Why do you go on travel?
Do you travel to escape the daily grind? To take that cliche photo? Do you go on travel to see a famous site for yourself?
While none of these are “bad” reasons to travel. I would offer that there is a better reason to travel. Venturing to new places can expose you to new ideas, new cultures, and new people. This exposure can expand your horizons. Mark Twain, one of the great travel writers, wrote in Innocents Abroad that “Travel is fatal to prejudice, bigotry, and narrow-mindedness, and many of our people need it sorely on these accounts. Broad, wholesome, charitable views of men and things cannot be acquired by vegetating in one little corner of the earth all one’s lifetime.” This is the essence of good travel.

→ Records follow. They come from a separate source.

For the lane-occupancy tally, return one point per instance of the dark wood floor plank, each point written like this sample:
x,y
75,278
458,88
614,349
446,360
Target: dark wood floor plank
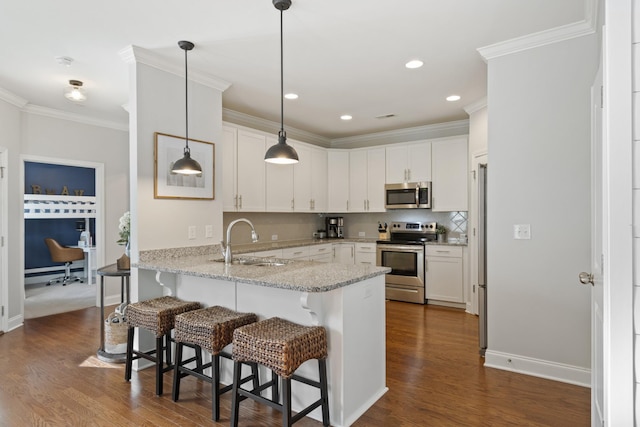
x,y
51,377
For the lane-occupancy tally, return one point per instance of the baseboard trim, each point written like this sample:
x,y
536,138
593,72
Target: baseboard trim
x,y
538,368
15,322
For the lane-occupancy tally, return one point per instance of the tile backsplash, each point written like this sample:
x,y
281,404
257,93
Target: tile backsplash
x,y
294,226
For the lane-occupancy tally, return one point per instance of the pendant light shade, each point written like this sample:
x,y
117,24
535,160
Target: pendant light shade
x,y
281,153
186,165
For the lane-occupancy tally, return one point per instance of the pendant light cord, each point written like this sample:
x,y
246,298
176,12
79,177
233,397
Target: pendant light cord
x,y
186,102
282,132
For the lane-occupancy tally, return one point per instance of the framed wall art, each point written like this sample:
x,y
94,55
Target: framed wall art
x,y
168,185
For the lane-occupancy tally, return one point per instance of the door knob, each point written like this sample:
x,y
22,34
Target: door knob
x,y
586,278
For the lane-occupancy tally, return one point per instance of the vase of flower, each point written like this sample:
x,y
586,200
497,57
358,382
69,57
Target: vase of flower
x,y
124,227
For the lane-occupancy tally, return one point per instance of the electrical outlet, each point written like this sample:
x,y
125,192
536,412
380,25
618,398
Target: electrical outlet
x,y
522,231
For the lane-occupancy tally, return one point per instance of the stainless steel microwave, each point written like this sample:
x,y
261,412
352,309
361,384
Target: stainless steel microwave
x,y
409,195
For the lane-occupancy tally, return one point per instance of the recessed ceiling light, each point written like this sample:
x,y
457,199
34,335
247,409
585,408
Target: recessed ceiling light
x,y
414,63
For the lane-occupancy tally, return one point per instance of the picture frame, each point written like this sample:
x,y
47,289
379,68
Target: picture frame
x,y
167,185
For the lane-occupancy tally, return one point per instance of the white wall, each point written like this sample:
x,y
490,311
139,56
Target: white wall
x,y
10,123
27,133
539,147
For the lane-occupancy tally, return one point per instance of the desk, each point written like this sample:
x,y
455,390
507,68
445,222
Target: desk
x,y
89,261
112,271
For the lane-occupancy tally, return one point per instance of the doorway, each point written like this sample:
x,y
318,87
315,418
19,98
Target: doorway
x,y
70,206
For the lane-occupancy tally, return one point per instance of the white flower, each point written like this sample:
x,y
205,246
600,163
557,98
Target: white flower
x,y
125,228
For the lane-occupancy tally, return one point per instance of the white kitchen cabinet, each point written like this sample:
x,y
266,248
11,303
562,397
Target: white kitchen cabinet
x,y
444,273
229,166
272,253
310,179
344,253
365,253
408,163
278,184
300,253
366,180
338,181
450,175
244,175
321,253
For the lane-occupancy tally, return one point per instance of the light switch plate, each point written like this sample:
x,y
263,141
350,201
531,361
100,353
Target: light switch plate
x,y
522,231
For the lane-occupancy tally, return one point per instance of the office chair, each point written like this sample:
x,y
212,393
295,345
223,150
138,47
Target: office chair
x,y
66,255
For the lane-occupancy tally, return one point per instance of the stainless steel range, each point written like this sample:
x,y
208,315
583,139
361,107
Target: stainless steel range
x,y
404,254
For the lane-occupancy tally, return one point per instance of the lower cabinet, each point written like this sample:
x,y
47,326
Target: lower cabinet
x,y
300,253
321,253
444,273
344,253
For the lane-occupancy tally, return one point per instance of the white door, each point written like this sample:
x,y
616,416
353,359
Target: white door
x,y
478,159
594,278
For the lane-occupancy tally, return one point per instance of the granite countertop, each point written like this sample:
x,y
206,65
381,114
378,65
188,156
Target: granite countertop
x,y
306,276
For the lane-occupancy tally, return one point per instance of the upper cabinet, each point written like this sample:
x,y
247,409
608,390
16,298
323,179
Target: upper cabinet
x,y
279,184
366,180
408,163
450,175
243,170
338,181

If you travel to escape the daily grind, you will find that the grind is waiting for you when you return, often even worse because it has languished and built up while you were away. But, I get it. Sometimes we just need to get away from it all, and physically leaving might be the only way to make it happen. If possible, it would be best to get as far ahead in your work as you can and set up a support system to take care of those things that crop up while you’re away. If this means putting in long hours before you go on a trip, so be it. If it means training up someone else or relegating control of your tasks to someone else, it might just be worth it. Doing so will enable you to have greater presence of mind while you’re away, allowing you to fully enjoy the trip you’ve spent time and money to make happen. You owe it to yourself to set yourself up for success.
I’ve traveled to the Grand Canyon. Yes, I had my camera out to try and capture the majesty of such an amazing natural treasure. I did this for several reasons. First, taking the cliche photo serves as a visual cue to help me remember my experiences there. Second, I enjoy photography and capturing the art that exists in this world. Even so, I don’t feel that these alone are reasons enough to visit a place as amazing as the Grand Canyon. I could have simply searched the internet for “Grand Canyon” and would be able to see even better photos of this landmark. Or, as some sites offer, I could take a virtual tour. This is a lot less expensive and time consuming. We must ask ourselves, what do we stand to gain by actually traveling somewhere? What is our real purpose for going?
Yes, there is something special about seeing a place for yourself. Even though I enjoy reading/writing and photography, none of those mediums can accurately capture what it is to see an object or location for yourself. All too often, these memories prove to be fleeting and, possibly, empty. If that’s the sole reason for traveling, then that is really just an expensive photo op. I would offer that there is much more to travel than these few reasons.
There is an aspect of travel that offers far more enrichment. The problem with travel is that when we go somewhere, we bring ourselves with us. What I mean by this is that, wherever we go, we bring with us our prejudices, our biases, and our limited comfort zone. We bring our baggage. As Alain de Botton states in his book, The Art of Travel, much of what could be gained by travel is avoided because we won’t let ourselves experience everything our travel destination has to offer. A summary of Alain De Botton’s book, narrated by the author, can be found on his YouTube channel here. Wherever we go, whatever we do, we should strive to expand our horizons. We should seek out that which is uncomfortable. We should do things we wouldn’t otherwise do. Take the risk of going outside of your comfort zone. It may not always work out, but it will be more memorable, you’ll have better stories to tell when you come back, and you might just learn something new about yourself. There’s traveling. Then, there’s traveling well. Doing so will ensure that our travels are more memorable. A good traveler has an insatiable curiosity that compels her or him to venture outside their comfort zone. In the end, if we travel well, we will become better human beings.